L’État compte sur la rénovation de la PMI pour mettre en œuvre son « parcours des 1 000 premiers jours » (notion promue par l’OMS) pour accompagner les parents du quatrième mois de grossesse jusqu’aux 2 ans de leur enfant. L’objectif de la commission mise en place autour de Boris Cyrulnik sera de remettre un rapport attendu au premier trimestre 2020 afin d’élaborer un nouveau parcours s’inspirant d’autres pays (Finlande, Norvège) pour détecter les difficultés plus précocement, réfléchir aux congés de naissance et examiner le fonctionnement des modes d’accueil.
Espérons que les réformes à venir et les moyens seront à la hauteur des attentes. Faudra-t-il envisager un mouvement de recentralisation pour pallier les inégalités territoriales ?
Mais pour la médecine scolaire, qui reste la grande oubliée de la réforme du système de santé, il faudra encore attendre !
De toute façon, une forte mobilisation des pouvoirs publics, de l’ensemble des acteurs et de la société civile sera nécessaire pour renverser la tendance actuelle.
Au cours des dernières décennies, des progrès considérables ont été faits en ce qui concerne la réalisation des droits de l’enfant et l’amélioration de leurs conditions de vie et de santé qu’il faut poursuivre quoi qu’il en coûte !
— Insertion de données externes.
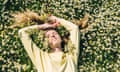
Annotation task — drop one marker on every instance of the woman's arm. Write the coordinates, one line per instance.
(74, 34)
(33, 51)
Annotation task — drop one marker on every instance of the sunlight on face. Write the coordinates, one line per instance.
(54, 38)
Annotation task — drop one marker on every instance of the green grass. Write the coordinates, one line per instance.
(99, 46)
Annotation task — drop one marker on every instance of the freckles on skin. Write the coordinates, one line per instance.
(53, 38)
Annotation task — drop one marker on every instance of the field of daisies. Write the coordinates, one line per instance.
(99, 45)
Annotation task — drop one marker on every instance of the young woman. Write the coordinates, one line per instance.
(56, 60)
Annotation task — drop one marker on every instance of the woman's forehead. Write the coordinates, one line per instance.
(50, 31)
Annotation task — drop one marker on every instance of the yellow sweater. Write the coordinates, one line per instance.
(52, 62)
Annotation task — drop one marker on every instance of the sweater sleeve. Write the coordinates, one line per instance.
(74, 35)
(32, 50)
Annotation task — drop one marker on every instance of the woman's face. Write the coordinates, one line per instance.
(53, 38)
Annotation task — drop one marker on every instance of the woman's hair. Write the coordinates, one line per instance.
(26, 18)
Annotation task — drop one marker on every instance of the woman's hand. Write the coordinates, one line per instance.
(52, 24)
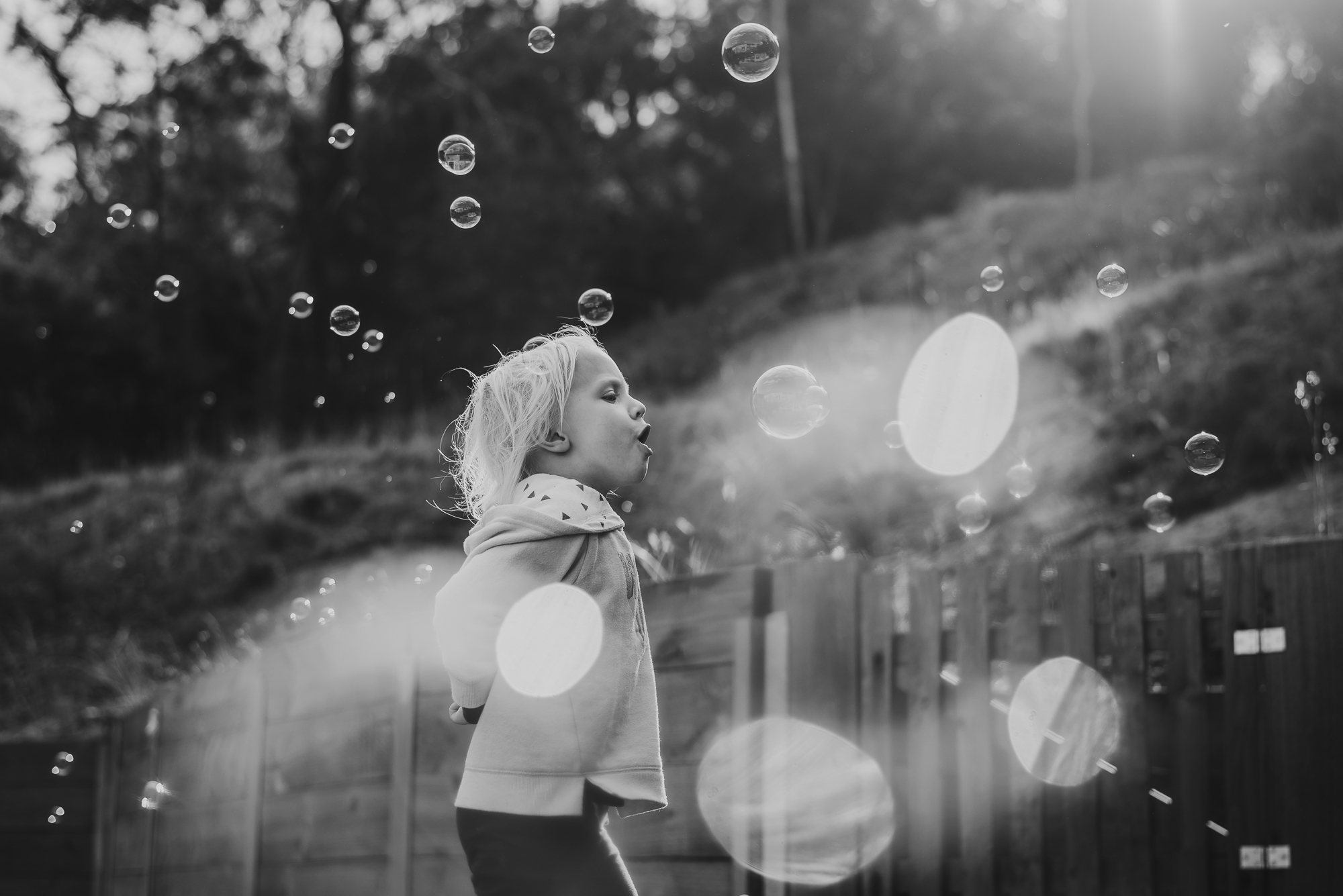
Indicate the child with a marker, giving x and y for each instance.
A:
(546, 434)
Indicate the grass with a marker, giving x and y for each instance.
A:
(181, 565)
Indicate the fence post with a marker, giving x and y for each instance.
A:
(976, 733)
(925, 643)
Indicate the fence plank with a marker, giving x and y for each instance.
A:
(876, 643)
(1023, 870)
(1080, 804)
(925, 728)
(1185, 682)
(1244, 721)
(976, 733)
(1126, 838)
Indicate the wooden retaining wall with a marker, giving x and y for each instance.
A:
(328, 765)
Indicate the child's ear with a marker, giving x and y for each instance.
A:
(557, 442)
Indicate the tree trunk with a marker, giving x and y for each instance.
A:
(789, 128)
(1082, 90)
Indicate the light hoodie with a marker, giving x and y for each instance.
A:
(531, 756)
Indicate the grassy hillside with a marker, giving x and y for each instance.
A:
(165, 556)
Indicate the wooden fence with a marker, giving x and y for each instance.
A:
(328, 765)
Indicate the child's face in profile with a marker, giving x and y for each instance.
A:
(604, 438)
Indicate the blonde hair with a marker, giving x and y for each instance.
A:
(512, 409)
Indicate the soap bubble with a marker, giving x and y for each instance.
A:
(340, 136)
(1160, 513)
(154, 795)
(549, 640)
(344, 321)
(1021, 481)
(62, 764)
(597, 307)
(166, 287)
(457, 154)
(465, 212)
(796, 803)
(1113, 281)
(789, 401)
(119, 216)
(960, 395)
(750, 52)
(1205, 454)
(992, 278)
(541, 39)
(973, 514)
(300, 305)
(1063, 721)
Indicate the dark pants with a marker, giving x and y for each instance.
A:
(514, 855)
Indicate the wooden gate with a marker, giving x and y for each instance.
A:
(328, 765)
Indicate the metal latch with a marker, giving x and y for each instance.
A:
(1259, 642)
(1279, 856)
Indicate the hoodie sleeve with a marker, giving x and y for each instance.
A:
(472, 605)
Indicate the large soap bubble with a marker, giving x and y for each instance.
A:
(750, 52)
(789, 401)
(457, 154)
(1063, 721)
(960, 396)
(796, 803)
(549, 640)
(597, 307)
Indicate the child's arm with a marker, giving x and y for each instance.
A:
(468, 615)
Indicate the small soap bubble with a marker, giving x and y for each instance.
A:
(750, 52)
(62, 764)
(166, 287)
(973, 514)
(119, 216)
(541, 39)
(457, 154)
(992, 278)
(1160, 513)
(597, 307)
(302, 305)
(465, 212)
(300, 608)
(789, 403)
(344, 319)
(1113, 281)
(154, 795)
(340, 136)
(1205, 454)
(1021, 481)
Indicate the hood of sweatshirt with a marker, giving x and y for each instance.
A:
(545, 506)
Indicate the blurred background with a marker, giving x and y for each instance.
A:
(175, 472)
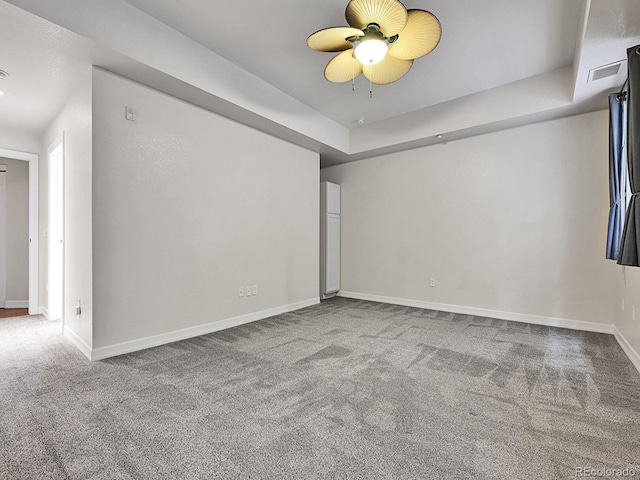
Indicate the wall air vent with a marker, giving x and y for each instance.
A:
(605, 71)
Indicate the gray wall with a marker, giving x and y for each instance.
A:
(188, 206)
(17, 230)
(513, 221)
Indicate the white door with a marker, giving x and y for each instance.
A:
(56, 231)
(333, 253)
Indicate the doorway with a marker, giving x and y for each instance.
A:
(3, 235)
(33, 159)
(56, 230)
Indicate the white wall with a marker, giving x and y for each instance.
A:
(187, 206)
(17, 230)
(629, 290)
(75, 121)
(513, 221)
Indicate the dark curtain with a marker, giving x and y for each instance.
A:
(630, 247)
(617, 172)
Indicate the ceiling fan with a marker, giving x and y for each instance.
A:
(382, 41)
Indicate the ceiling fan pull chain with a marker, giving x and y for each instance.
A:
(353, 77)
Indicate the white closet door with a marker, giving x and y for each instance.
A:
(333, 253)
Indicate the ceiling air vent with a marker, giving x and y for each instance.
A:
(605, 71)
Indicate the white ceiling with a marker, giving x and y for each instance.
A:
(500, 63)
(484, 44)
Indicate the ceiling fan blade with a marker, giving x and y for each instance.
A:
(420, 36)
(333, 39)
(390, 15)
(343, 68)
(387, 71)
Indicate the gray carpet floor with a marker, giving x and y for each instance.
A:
(347, 390)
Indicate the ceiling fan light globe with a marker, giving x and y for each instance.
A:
(370, 52)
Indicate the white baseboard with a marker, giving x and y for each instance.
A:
(16, 304)
(482, 312)
(77, 341)
(628, 349)
(195, 331)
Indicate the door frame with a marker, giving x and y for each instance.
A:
(34, 279)
(58, 143)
par Jean-Pierre Lazarus, Pratiques N°88, février 2020

Documents joints


[1Mission sur les morts violentes d’enfants au sein des familles – Évaluation du fonctionnement des services sociaux, médicaux, éducatifs et judiciaires concourant à la protection de l’enfance, IGAS – IGJ – IGAENR

[2INSEE, La mortalité infantile est stable depuis dix ans après des décennies de baisse, 25 juin 2018.